The Vaypor+ is a light shoe. It’s a fan favorite on the top French cycling forum Velo Optimal in an 89 page thread dedicated to the pursuit of finding the perfect lightweight road bike shoe. Here’s my size 42.5 Vaypor+ all fitted with Speedplay cleats (subtract 60 grams and you’ll have the weight of the shoe only ~ 277g)
Bont Vaypor+ with Speedplay Cleats
The Vaypor+ has a very large toe-box. My toes have more than enough room to curl up, move about, take a stroll, or go on vacation should one toe get sick of hanging out the others all the time. For me, that’s just too much wiggle room as the tops of my toes would sometimes get irritated from rubbing the top of the toe-box as they migrated around. Of course, this is a big advantage for people who need extra real-estate in their shoes.
Adjusting the Fit:
The Atop dials that came with my Bonts are an older version (I received these shoes in July 2013) and can only be micro-tightened, but to loosen, the dial simply releases the tension fully. Therefore, if you tighten one notch too much, you have to release and start all over. Apparently Atop has a newer version that mimics the Boa dial so micro adjusting can be done for both tightening and loosing the wire lace system. However, as of summer 2014, it appears that the Vaypor+ is being shipped with Boa dials which are fully micro-adjustable in both directions. Guess I missed out on that one.
Bont Vaypor+ with Atop dials
Granted I didn’t ride a lot between August of 2013 and June of this year, but as you can see, the Vaypor+ is holding up quite well. There is hardly any indication of wear as the toe bumper and heel cup are sturdy and rugged.
The Vaypor+ comes with a very thin insole which didn’t work with my foot profile. I’ve constantly been trying insoles from other shoes trying to find the best fit for me.

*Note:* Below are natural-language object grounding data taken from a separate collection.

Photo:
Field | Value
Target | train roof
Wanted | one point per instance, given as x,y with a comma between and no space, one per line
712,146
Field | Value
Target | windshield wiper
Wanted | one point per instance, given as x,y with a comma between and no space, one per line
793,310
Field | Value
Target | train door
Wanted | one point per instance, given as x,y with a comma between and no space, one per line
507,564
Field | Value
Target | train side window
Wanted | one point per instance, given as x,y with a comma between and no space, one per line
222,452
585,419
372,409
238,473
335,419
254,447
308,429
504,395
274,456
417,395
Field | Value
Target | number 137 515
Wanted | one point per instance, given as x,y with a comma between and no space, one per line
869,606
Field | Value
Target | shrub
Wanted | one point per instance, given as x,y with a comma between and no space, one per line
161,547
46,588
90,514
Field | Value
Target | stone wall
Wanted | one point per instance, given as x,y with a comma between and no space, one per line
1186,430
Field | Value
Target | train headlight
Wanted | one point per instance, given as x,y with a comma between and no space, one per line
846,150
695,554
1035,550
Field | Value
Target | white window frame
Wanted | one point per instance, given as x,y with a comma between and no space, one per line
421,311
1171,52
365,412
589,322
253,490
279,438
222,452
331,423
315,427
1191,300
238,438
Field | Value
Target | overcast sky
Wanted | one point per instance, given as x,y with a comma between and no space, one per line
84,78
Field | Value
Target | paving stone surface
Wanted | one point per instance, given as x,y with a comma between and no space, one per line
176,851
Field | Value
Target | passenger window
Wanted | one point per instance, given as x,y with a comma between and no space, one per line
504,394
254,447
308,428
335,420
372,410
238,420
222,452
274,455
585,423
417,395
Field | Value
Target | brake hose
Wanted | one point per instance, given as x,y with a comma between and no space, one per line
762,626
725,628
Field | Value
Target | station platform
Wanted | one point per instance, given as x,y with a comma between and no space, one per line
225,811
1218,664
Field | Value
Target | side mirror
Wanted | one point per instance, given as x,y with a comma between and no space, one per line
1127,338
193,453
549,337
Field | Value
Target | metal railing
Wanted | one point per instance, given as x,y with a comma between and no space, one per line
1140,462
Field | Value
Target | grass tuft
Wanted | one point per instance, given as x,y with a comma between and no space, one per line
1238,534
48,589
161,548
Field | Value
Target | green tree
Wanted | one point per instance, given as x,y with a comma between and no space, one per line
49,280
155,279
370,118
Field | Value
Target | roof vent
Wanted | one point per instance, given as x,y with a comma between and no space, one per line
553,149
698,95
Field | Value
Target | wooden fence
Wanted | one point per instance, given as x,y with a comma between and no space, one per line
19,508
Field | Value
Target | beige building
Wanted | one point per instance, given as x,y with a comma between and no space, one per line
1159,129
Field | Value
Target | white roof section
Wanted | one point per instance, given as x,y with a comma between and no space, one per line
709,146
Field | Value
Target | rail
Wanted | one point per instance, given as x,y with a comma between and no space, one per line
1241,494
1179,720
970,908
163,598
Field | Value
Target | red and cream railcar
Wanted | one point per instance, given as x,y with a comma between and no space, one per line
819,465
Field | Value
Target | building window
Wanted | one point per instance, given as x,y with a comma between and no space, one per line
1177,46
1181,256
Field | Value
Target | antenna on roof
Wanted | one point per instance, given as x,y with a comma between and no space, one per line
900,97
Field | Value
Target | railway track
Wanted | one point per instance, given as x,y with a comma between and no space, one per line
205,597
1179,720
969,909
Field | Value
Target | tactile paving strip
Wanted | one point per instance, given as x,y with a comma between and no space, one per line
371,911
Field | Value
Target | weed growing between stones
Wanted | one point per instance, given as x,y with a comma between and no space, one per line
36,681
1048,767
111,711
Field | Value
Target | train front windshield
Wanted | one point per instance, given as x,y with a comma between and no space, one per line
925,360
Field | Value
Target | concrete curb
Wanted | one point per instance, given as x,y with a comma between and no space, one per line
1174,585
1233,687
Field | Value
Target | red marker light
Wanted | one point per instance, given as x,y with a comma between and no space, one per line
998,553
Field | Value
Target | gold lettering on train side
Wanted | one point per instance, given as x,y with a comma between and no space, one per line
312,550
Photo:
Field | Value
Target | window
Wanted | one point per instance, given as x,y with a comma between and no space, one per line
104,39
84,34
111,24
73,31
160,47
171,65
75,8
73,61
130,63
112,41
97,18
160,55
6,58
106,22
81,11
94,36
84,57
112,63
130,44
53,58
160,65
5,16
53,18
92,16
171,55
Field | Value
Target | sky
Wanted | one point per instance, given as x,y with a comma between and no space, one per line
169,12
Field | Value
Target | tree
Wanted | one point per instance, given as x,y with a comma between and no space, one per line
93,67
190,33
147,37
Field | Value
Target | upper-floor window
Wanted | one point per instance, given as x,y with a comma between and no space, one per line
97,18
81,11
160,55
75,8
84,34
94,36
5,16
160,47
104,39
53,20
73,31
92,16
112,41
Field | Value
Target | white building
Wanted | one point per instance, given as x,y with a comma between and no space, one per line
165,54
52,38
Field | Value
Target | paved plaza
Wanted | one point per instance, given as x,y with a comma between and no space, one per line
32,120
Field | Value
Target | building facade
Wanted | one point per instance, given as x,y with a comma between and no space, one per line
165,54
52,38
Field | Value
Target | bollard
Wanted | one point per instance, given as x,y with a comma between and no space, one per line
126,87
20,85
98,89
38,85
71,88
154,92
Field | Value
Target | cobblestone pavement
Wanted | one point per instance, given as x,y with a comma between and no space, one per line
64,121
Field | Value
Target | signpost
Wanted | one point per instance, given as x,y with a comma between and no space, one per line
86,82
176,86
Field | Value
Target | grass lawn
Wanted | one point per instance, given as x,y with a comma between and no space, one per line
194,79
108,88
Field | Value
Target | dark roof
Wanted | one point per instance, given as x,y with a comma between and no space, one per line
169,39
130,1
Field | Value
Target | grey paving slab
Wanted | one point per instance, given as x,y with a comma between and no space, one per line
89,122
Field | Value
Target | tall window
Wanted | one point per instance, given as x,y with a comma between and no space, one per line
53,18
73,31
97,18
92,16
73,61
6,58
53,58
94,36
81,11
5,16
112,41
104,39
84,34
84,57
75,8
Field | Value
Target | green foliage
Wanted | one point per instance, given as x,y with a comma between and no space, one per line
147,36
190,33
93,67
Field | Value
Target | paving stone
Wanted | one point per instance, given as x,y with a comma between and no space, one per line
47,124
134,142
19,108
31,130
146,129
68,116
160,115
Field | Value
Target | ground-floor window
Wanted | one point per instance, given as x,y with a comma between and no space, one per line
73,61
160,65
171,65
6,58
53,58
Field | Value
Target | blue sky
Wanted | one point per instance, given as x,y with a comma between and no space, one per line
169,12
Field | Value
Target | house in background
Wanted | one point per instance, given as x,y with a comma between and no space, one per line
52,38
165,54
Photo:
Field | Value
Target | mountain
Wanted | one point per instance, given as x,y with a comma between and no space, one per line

Bont Vaypor+, stiffest sole in the shootout
The first thing I noticed about the Bonts compared to my previous Sidi shoes was how hot they were. Despite the toe box having small perforations, there is little air exchange inside the shoe when riding. This is likely due to the 100% use of leather for the upper, rather than a mix of synthetic mesh materials and leather that other shoes incorporate. I do not have over-heated feet so this was more of an initial observation rather than a deal-breaking issue but on very hot days a little ventilation would be nice. On cold days, this cozy shoe is a great choice. The carbon sole is perfectly stiff and the stack height is so low that I had to move my saddle down quite a bit. It’s been said that the closer your foot is to the spindle, the more power is translated into the pedal stroke, so this is a good thing.
It’s a great shoe that I still can’t get dialed in yet. Perhaps the right insole will turn these shoes into gems, but for now they can be fine one day and painful on another day. In addition to the large toe-box, the wire lace system seems to pinch the upper edges of my foot and aggravates the the tibialis anterior tendon which results in visually red and slightly painful areas once the ride is done and the shoes come off. The Bont, more than any shoe, tends to tighten laterally first, and vertically second. This can be troublesome for riders with flat feet like myself who need the vertical clamping component. It should be noted, however, that besides my personal fit issues, it does have a great sole, low profile, durable structure, and great leather upper. With the addition of Boa dials in 2014 and selecting the right insole (because the standard insole is plain awful, many will pick this above the narrow and fragile S-Works for it’s durability and stiffness or for riders who need a larger toe box.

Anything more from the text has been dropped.